Standpunt van de directeur
De directeur heeft niet op het beroep gereageerd.
3. De beoordeling
Beklag a.
Ontvankelijkheid van klager in beklag
Het – tien keer – niet leveren van voeding kan gelijk worden gesteld met een beslissing van de directeur, zoals bedoeld in artikel 60, eerste lid, van de Penitentiaire beginselenwet (Pbw), als sprake is van een beklag met voldoende belang voor de gedetineerde. Daarvan is in beginsel slechts sprake wanneer de directeur volgens de gedetineerde jegens hem “structureel en in belangrijke mate tekortschiet in zijn verzorgende taken” (Kamerstukken II 1994/95, 24 263, nr. 3, p. 76).
Nu juist tegen een (vermeende) structurele tekortkoming in de verzorgende taken van de directeur kan worden geklaagd, is het denkbaar dat niet alle (vermeende) fouten zich binnen zeven dagen voorafgaand aan het beklag hebben voorgedaan. Omdat een beklag op grond van de wet wel uiterlijk op de zevende dag na kennisname van de beslissing moet worden ingesteld, moet de laatste (vermeende) fout echter wel binnen die termijn vallen. Daarnaast is het wenselijk dat van de eerdere fouten ook een datum bekend is, maar kan ten minste van de gedetineerde worden verwacht dat die een periode aanduidt waarin de fouten zich hebben voorgedaan. Anders valt immers niet te beoordelen of er (mogelijk) sprake is geweest van een structurele tekortkoming.

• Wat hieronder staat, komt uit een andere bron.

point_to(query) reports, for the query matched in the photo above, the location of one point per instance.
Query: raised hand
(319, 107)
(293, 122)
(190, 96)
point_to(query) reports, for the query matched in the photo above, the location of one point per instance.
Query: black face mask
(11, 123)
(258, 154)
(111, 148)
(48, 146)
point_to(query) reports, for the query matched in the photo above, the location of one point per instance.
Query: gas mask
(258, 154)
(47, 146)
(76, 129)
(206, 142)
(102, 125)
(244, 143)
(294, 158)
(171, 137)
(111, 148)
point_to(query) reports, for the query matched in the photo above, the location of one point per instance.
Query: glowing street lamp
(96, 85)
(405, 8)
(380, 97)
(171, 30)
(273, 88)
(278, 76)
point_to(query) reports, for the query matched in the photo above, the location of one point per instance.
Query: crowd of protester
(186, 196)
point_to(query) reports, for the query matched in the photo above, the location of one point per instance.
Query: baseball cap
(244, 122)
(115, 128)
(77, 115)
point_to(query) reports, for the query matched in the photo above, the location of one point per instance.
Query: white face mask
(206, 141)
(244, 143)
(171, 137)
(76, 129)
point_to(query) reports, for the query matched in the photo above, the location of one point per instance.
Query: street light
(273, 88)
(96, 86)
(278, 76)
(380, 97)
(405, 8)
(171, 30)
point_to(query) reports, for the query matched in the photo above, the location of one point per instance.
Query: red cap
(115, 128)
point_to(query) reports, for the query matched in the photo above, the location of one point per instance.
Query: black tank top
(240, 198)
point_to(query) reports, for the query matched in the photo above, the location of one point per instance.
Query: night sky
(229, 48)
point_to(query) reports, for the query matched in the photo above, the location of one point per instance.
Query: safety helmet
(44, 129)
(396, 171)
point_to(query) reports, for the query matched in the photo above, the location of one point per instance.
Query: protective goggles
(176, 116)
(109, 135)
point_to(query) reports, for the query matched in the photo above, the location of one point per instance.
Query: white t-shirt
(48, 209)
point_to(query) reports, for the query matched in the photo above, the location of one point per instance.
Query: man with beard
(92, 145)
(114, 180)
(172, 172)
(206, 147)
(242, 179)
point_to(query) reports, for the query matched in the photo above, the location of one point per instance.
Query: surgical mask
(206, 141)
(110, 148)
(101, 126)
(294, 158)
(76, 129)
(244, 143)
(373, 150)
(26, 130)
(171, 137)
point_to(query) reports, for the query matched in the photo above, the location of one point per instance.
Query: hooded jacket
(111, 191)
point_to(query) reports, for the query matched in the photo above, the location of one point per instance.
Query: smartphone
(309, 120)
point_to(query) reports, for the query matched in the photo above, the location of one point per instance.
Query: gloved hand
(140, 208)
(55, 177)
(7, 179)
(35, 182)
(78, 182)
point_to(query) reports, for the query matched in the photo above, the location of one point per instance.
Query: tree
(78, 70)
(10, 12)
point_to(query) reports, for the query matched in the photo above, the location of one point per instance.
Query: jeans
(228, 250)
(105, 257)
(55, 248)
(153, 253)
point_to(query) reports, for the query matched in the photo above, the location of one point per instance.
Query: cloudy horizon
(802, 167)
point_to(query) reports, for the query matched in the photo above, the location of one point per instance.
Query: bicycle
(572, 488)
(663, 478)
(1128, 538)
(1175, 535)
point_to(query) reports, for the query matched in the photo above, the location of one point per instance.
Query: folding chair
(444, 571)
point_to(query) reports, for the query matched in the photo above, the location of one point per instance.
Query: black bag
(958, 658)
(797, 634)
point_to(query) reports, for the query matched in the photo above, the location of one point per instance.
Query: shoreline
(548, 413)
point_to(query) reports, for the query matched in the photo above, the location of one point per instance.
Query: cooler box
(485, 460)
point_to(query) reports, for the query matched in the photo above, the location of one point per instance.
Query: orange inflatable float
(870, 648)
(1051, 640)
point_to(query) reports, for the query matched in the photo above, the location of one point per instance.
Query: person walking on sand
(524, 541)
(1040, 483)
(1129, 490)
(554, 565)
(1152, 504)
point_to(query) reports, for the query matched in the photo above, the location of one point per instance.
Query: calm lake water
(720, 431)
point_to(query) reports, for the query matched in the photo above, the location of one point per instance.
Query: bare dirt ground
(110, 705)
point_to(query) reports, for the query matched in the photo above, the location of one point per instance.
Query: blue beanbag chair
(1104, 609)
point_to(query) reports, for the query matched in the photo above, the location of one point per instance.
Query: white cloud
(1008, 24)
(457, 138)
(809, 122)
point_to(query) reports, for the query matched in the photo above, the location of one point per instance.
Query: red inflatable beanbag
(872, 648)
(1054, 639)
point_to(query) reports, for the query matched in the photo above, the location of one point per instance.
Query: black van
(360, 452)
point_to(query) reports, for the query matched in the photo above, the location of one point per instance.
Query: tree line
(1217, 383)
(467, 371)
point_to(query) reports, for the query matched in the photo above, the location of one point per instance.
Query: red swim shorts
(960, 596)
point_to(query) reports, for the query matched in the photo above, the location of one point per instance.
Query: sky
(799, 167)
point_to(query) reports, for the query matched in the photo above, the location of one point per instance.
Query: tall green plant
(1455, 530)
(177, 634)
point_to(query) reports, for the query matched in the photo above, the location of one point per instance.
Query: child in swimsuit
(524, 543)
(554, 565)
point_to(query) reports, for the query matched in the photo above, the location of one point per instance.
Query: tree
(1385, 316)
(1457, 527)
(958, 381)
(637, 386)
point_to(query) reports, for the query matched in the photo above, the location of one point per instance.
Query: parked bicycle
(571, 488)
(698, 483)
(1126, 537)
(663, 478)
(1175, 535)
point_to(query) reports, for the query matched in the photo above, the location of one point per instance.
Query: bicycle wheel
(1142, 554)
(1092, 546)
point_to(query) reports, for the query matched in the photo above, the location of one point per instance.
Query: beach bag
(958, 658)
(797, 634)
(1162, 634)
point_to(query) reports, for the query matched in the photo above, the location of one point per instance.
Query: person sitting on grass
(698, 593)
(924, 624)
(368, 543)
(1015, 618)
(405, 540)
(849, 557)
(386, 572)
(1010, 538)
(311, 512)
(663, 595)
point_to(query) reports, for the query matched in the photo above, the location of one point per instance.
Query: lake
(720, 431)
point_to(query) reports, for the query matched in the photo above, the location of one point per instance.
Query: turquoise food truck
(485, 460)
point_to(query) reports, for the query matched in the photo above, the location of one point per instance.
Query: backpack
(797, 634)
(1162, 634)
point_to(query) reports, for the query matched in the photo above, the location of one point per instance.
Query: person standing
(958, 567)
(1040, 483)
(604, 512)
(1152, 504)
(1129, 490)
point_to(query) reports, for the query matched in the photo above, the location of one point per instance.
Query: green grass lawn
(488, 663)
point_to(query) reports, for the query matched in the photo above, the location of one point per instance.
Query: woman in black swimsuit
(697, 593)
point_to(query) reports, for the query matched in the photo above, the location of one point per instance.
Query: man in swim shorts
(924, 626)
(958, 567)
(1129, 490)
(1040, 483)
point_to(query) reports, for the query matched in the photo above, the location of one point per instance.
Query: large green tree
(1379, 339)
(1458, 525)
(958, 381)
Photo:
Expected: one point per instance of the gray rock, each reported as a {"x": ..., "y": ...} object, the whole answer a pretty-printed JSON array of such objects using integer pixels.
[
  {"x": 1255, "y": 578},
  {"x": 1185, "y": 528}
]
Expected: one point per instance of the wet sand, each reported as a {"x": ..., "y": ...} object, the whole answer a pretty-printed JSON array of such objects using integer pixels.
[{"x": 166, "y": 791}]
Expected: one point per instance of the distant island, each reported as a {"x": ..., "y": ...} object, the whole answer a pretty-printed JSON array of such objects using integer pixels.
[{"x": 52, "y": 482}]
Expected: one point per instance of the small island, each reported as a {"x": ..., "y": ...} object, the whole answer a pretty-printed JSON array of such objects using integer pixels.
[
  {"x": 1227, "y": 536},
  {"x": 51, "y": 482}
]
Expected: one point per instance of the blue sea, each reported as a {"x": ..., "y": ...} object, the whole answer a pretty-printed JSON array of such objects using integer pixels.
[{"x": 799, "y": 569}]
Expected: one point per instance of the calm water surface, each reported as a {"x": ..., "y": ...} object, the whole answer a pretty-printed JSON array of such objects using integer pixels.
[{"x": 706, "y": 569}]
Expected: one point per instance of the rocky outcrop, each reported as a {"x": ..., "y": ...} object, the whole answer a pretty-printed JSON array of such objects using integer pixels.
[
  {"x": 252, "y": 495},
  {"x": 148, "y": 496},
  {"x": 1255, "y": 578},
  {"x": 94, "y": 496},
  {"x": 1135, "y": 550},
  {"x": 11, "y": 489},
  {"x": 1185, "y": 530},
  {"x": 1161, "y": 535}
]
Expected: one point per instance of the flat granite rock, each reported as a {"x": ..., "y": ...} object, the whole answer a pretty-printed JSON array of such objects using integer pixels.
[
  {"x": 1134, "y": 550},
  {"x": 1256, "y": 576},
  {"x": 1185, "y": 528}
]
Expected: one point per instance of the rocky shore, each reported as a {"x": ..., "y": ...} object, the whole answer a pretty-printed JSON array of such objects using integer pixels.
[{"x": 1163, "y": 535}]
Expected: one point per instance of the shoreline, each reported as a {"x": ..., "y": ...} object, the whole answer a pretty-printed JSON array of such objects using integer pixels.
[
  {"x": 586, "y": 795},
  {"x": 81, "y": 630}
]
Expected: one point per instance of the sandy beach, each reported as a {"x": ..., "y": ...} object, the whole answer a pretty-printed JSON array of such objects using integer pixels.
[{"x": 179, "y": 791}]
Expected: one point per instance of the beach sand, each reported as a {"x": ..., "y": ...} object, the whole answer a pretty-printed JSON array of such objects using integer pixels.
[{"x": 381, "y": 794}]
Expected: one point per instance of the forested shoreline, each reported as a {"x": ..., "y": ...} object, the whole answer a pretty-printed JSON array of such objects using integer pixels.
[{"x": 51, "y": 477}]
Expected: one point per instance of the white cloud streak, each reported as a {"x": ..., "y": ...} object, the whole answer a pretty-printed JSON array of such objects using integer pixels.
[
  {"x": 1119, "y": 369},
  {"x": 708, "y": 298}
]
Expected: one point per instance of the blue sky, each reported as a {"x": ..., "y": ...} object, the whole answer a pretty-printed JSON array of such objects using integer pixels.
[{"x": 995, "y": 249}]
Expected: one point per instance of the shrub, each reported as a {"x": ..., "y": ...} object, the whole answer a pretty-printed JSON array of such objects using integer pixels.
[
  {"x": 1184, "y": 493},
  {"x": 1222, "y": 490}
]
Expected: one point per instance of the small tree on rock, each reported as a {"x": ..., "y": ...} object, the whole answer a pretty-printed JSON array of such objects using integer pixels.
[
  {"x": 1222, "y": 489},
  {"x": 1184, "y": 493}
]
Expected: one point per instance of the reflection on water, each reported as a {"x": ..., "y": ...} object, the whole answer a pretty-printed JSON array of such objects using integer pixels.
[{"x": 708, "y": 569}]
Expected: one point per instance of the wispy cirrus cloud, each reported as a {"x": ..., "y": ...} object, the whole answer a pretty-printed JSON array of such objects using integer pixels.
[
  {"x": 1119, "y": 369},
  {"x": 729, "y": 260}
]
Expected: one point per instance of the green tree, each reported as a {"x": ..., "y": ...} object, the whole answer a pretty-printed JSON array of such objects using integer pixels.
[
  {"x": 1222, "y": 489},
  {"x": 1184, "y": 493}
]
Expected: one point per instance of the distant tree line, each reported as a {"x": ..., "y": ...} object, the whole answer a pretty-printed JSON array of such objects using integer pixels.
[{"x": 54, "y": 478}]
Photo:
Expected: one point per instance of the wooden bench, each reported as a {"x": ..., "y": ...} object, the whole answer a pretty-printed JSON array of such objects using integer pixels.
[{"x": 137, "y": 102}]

Klager heeft in beroep, onder verwijzing naar de reactie van de directeur in beklag, aangevoerd dat het beklag ten minste betrekking heeft op de levering van 22 oktober 2021. De beroepscommissie kan hem daarin volgen. Het beklag moet dus zo worden begrepen dat volgens klager tien keer geen eten is bezorgd, waarvan de laatste keer op 22 oktober 2021. Het is echter onduidelijk wanneer of in welke periode het volgens klager eerder mis was gegaan. Daardoor kan niet worden beoordeeld of er – mogelijk – sprake zou zijn van een structurele tekortkoming. Dat betekent dat het klaagschrift onvoldoende nauwkeurig is (zoals bedoeld in artikel 61, derde lid, van de Pbw). Om die reden kon klager niet-ontvankelijk in zijn beklag worden verklaard.
Beklag b.
Klager heeft in beklag geen enkele datum genoemd waarop hij rottend voedsel heeft gekregen. Het is begrijpelijk c.q. terecht dat klager niet elke keer dat het volgens hem misgaat beklag instelt, maar ook hiervoor geldt dat ten minste de laatste datum bekend moet zijn en ook de periode waarin het eerder zou zijn misgegaan. De directeur heeft geen weet van (data waarop) rottend voedsel (is verstrekt). Eerst in beroep heeft klager aangegeven op welke data het beklag zou zien, simpelweg omdat de leveringen op die data het kortst voor het indienen van het klaagschrift hadden plaatsgevonden. Het is echter niet zonder meer duidelijk dat het beklag inderdaad daarop zag en daar had de beklagrechter dan ook niet van uit hoeven gaan.
De beklagrechter heeft klager niet-ontvankelijk verklaard onder verwijzing naar artikel 61, vijfde lid, van de Pbw (inhoudende dat het beklag binnen zeven dagen na kennisname van de beslissing moet worden ingesteld). Gelet op het voorgaande kan evenwel niet worden vastgesteld of klager daaraan heeft voldaan. Daarmee is dit beklag echter eveneens onvoldoende nauwkeurig omschreven. Om die reden kon klager niet-ontvankelijk in zijn beklag worden verklaard.
Conclusie
Gelet op het voorgaande zal de beroepscommissie het beroep daarom ongegrond verklaren en de uitspraak van de beklagrechter bevestigen met wijziging van de gronden.
4. De uitspraak
De beroepscommissie verklaart het beroep ongegrond en bevestigt de uitspraak van de beklagrechter, met wijziging van de gronden.
Deze uitspraak is op 1 september 2023 gedaan door de beroepscommissie, bestaande uit mr. drs. F.A.M. Bakker, voorzitter, mr. M. Iedema en mr. F. Sieders, leden, bijgestaan door mr. P. de Vries, secretaris.